I convert to text with the command line: $ libreoffice --headless --convert-to txt docname.odt
I get a new document called docname.txt
Problem is that docname.txt IS NOT ASCII TEXT…but contains unicode for stuff like bullet points!
So…not ASCII TEXT…but mostly ascii text with some unicode mixed in.
THIS IS NOT ASCII TEXT!!
Please help me out here…I want ASCII TEXT output!

Wanderer · September 30, 2023, 2:24pm

Are you sure? IMHO that’s a 7 bit code, and I thought nobody uses it today.
.
Try to google for character conversion or charconv. There were a lot of command-line utilities available 20 years ago…

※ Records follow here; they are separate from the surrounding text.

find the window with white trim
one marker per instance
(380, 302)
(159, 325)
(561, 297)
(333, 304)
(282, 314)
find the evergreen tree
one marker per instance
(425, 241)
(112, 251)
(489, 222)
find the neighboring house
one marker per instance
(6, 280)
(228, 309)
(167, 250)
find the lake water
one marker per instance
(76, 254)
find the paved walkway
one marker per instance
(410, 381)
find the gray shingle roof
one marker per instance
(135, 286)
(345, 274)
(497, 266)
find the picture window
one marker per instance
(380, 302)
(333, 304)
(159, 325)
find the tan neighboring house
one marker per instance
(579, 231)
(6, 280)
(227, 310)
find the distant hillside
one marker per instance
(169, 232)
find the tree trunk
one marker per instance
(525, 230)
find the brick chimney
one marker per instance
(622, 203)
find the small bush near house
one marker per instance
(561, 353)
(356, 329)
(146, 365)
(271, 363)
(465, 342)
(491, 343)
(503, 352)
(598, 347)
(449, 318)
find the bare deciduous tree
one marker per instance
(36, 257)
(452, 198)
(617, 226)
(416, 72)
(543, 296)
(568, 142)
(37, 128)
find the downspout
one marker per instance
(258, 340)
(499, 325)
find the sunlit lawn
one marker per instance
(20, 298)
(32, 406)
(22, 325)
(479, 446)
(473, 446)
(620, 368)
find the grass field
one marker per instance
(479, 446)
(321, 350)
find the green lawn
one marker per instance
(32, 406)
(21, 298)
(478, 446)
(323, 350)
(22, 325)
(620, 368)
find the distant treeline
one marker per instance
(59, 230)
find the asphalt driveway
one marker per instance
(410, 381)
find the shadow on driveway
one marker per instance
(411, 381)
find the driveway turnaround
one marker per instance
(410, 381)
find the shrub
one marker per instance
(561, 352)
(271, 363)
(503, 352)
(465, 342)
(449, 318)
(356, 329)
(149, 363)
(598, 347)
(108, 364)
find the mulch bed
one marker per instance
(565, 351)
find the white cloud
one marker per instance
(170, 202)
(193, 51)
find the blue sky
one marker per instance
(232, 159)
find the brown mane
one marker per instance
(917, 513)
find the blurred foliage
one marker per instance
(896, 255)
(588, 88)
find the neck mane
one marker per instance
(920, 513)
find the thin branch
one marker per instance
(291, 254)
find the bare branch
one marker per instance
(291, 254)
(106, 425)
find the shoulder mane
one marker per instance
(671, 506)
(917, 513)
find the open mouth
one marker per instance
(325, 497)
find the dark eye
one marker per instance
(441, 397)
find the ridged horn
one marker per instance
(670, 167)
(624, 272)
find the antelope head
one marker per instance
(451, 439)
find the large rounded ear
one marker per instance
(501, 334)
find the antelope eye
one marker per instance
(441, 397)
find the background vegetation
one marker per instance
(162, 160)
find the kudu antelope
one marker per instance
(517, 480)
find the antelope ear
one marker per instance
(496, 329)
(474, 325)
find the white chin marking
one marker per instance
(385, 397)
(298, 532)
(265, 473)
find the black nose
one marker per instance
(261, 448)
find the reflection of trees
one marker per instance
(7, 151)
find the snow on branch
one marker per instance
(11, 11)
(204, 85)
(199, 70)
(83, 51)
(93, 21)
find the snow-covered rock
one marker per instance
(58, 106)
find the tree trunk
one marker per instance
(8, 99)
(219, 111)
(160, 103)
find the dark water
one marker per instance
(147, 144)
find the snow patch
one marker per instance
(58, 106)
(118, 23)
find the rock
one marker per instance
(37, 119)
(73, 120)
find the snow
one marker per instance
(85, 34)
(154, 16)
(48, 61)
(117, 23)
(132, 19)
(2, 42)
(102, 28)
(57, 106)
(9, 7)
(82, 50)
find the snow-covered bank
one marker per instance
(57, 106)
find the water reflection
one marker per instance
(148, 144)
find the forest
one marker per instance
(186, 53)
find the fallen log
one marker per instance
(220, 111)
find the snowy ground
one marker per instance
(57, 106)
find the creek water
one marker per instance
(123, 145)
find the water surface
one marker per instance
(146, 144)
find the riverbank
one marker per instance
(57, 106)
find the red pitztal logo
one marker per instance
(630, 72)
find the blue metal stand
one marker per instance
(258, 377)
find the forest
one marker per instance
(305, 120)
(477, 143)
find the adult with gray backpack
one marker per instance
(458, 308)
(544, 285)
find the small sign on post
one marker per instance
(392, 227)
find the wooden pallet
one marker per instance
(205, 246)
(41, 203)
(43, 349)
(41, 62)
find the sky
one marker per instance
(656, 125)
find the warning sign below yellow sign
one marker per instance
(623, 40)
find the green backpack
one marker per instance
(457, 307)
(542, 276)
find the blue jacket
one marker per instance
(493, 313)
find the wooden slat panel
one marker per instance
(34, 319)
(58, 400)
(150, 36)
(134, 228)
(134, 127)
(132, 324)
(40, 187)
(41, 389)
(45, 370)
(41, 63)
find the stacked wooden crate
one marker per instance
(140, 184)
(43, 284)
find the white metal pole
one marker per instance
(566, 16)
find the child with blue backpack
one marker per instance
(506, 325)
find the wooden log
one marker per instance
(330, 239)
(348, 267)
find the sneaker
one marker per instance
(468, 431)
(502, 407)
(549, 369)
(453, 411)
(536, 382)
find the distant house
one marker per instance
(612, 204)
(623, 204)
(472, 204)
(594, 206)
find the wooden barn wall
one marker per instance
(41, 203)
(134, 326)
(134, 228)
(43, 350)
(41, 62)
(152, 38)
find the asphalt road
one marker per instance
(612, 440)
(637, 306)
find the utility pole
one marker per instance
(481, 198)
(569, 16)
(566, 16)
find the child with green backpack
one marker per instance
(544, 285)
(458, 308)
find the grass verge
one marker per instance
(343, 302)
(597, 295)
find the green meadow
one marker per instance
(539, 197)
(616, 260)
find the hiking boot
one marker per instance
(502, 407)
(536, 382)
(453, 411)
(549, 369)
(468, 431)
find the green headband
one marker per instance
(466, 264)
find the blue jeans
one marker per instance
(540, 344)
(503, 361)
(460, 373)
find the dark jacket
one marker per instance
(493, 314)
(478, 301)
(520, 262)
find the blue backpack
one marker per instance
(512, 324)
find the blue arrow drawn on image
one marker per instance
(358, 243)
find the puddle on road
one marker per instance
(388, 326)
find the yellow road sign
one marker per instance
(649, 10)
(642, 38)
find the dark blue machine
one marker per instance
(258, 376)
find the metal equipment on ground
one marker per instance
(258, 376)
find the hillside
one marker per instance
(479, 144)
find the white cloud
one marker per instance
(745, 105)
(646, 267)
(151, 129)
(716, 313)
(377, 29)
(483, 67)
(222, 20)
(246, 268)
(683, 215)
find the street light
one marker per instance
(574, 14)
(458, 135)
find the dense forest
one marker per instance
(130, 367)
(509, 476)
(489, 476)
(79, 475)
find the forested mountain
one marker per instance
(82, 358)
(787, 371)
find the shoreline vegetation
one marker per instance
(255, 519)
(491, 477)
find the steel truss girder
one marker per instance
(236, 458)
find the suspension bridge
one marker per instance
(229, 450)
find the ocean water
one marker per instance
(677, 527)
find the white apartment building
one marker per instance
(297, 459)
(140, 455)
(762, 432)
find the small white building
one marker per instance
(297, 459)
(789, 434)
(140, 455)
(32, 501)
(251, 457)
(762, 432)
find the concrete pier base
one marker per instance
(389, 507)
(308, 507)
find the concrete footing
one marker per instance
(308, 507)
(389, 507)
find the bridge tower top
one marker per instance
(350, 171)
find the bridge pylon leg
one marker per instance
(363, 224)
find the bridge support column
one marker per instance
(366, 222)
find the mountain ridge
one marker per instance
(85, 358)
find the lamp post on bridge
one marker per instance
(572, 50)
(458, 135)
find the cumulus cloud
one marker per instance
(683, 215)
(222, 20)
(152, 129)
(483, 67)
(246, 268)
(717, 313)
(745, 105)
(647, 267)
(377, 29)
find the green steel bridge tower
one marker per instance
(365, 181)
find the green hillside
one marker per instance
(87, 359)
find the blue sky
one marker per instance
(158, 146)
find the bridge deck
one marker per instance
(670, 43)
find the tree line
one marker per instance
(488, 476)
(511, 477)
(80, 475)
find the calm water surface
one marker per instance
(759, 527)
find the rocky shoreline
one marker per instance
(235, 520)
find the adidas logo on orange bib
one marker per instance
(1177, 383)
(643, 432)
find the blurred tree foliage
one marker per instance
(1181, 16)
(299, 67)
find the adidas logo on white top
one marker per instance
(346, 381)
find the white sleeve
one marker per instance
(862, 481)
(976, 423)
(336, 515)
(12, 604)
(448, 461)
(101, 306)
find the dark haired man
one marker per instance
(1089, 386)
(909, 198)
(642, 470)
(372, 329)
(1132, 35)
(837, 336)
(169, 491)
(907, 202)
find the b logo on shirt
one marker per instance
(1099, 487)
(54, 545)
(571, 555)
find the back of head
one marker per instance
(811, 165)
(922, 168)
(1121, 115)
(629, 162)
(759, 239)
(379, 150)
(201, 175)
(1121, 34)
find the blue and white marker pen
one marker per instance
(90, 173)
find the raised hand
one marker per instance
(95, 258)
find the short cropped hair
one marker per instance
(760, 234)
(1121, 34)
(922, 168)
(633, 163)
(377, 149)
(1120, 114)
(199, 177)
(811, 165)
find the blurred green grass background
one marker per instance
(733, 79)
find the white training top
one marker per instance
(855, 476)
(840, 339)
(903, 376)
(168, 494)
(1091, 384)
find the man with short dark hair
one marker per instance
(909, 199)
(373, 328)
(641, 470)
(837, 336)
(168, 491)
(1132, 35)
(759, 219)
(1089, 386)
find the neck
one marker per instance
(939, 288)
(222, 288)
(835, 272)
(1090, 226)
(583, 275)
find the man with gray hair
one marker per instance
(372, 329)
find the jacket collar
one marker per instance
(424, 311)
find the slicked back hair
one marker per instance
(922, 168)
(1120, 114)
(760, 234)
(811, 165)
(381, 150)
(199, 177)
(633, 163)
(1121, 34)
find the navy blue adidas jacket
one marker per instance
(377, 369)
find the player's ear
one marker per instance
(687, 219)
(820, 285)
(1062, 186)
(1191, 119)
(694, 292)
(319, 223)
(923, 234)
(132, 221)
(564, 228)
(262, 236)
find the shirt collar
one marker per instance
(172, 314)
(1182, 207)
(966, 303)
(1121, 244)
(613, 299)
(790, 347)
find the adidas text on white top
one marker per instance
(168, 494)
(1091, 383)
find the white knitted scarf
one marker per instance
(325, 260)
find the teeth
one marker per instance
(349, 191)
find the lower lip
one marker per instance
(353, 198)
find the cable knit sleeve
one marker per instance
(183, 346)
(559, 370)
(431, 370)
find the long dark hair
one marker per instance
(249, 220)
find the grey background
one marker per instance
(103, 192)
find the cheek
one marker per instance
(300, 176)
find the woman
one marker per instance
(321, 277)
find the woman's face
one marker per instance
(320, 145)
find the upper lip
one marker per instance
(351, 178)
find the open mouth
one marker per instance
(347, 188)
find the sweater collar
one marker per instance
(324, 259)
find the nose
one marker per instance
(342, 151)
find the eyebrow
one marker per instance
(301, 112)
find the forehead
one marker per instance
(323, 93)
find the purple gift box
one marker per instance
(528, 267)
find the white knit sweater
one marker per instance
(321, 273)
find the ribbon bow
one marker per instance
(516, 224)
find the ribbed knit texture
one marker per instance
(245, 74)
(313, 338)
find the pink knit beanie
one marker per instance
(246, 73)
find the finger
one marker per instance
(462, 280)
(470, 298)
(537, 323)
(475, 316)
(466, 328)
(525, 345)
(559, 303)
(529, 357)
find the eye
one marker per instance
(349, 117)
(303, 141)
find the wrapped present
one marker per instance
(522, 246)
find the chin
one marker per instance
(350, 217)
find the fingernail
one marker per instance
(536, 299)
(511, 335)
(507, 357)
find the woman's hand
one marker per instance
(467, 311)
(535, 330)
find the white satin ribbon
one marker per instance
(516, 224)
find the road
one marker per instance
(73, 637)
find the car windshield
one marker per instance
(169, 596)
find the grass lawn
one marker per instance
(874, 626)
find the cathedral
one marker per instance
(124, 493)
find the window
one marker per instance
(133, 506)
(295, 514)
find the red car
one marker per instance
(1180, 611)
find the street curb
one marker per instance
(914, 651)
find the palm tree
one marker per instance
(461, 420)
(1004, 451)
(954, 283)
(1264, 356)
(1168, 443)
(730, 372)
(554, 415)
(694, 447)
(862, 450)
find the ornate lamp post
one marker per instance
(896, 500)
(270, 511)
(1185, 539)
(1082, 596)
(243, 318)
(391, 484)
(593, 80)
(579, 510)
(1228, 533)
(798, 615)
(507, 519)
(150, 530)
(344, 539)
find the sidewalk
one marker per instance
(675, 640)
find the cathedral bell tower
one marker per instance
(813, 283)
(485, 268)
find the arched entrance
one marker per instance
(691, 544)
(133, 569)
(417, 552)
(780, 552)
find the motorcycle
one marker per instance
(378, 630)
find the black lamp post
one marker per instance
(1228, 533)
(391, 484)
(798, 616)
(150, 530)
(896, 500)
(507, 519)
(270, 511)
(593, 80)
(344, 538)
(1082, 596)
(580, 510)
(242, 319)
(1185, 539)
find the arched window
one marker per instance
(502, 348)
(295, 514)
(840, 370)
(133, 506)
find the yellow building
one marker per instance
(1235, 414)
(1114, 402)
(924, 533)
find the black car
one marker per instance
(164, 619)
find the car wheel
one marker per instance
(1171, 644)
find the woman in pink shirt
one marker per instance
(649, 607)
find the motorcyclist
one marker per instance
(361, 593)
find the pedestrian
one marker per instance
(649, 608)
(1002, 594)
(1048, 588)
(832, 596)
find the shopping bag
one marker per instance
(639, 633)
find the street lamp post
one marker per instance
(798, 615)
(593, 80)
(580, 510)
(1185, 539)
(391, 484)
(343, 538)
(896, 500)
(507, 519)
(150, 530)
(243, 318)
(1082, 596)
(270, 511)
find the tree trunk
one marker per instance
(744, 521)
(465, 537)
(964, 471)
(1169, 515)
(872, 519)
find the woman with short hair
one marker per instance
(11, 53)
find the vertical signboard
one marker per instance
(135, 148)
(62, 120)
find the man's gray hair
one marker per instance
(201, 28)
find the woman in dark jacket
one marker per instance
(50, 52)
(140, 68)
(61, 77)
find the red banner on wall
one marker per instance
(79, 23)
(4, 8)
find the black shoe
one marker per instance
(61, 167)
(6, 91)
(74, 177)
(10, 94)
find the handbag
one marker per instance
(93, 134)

stdc66 · September 30, 2023, 2:46pm

Dear Wanderer:
The headless Libreoffice conversion produces mixed ASCII and unicode… I would like the conversion to produce pure ASCII. Which part of my requirement did you not understand?

mikekaganski · September 30, 2023, 2:56pm

See Starting LibreOffice Software With Parameters and examples in its --convert-to section.

ajlittoz · September 30, 2023, 2:56pm

ASCII is a very reduced subset of Unicode, namely the 128 first glyphs. Outputting to .txt produces Unicode. If you really want strict ASCII file, you need to filter non-ASCII characters and replace them with some ASCII. For example, you complaint about bullet; do you want it to be replaced with a lowercase “o” or a period? In this case, you’ll have to do it yourself.

A tool like awk can do this. Macro generators too.

stdc66 · September 30, 2023, 3:09pm

Dear Ajlittoz:
Thanks for the advice. Actually, I’ve already written some code to do exactly what you suggest.
But then again, I wonder why I need to write code! I thought a conversion to TEXT might mean that I didn’t need to write more code! Clearly TEXT means something different from what I had thought it meant! So now TEXT actually means “ASCII_TEXT + UNICODE”. Mea culpa, Mea culpa…my bad!!!

mikekaganski · September 30, 2023, 3:19pm

Plain text was never the same as ASCII. The latter is just an encoding (one of infinite number of encodings usable in plain text, but also in a multitude of other contexts).

Yes, in LibreOffice, we use UTF-8 by default in TXT export since recently. Earlier, we defaulted to the system encoding.

stdc66 · September 30, 2023, 4:20pm

Absolutely no intention here of having an argument:

(1) I thought “ASCII” or “TEXT” meant that all characters CHAR were in the value range 0<=CHAR<=127.
(2) Unicode is expressed in two or three or four characters, some of which are >=128.

So how can unicode be considered part of the range 0<=CHAR>=127?

What is it that I just don’t understand?

mikekaganski · September 30, 2023, 5:03pm

ASCII - yes
TEXT - no.

This is what you misunderstood.

No. Your misconception seems also to be that you consider “Unicode” to be “everything beyond ASCII”. Actually, ASCII is just a (small) part of Unicode. So, if you talk about some kinds of Unicode encoding (e.g., UTF-8, or GB 18030), any character is encoded using one to four code units (note the “one”). In other kinds of encoding, any Unicode character (including A-Z) may be represented by e.g. four octets (UTF-32), or by two or four octets (UTF-16).

erAck · September 30, 2023, 6:36pm

Export as UTF-7 encoded, then all octets are between 0 and 127 and Unicode characters will be represented as sequences of multiple octets. You might be a little surprised about how your file will look though…
Read UTF-7 - Wikipedia.

Wanderer · September 30, 2023, 9:13pm

Usually we use it the other way round: An ASCII- and some 8-bit Character-encodings are also valid Unicode-files for UTF8. So ASCII is part of Unicode not Unicode part of ASCII.

I understood, what you asked for, but not why.
I have over 40 years converted between ISO 8859-n, and Codepages like IBM-437 or 850, so UTF8 is quite relaxing for me. And living in Europe ASCII was never a valid option for Germany, France, Sweden etc. So I don’t know any software wich today needs ASCII…
.
And Text=ASCII implies hebrew, cyrillic or japanese letters don’t form text??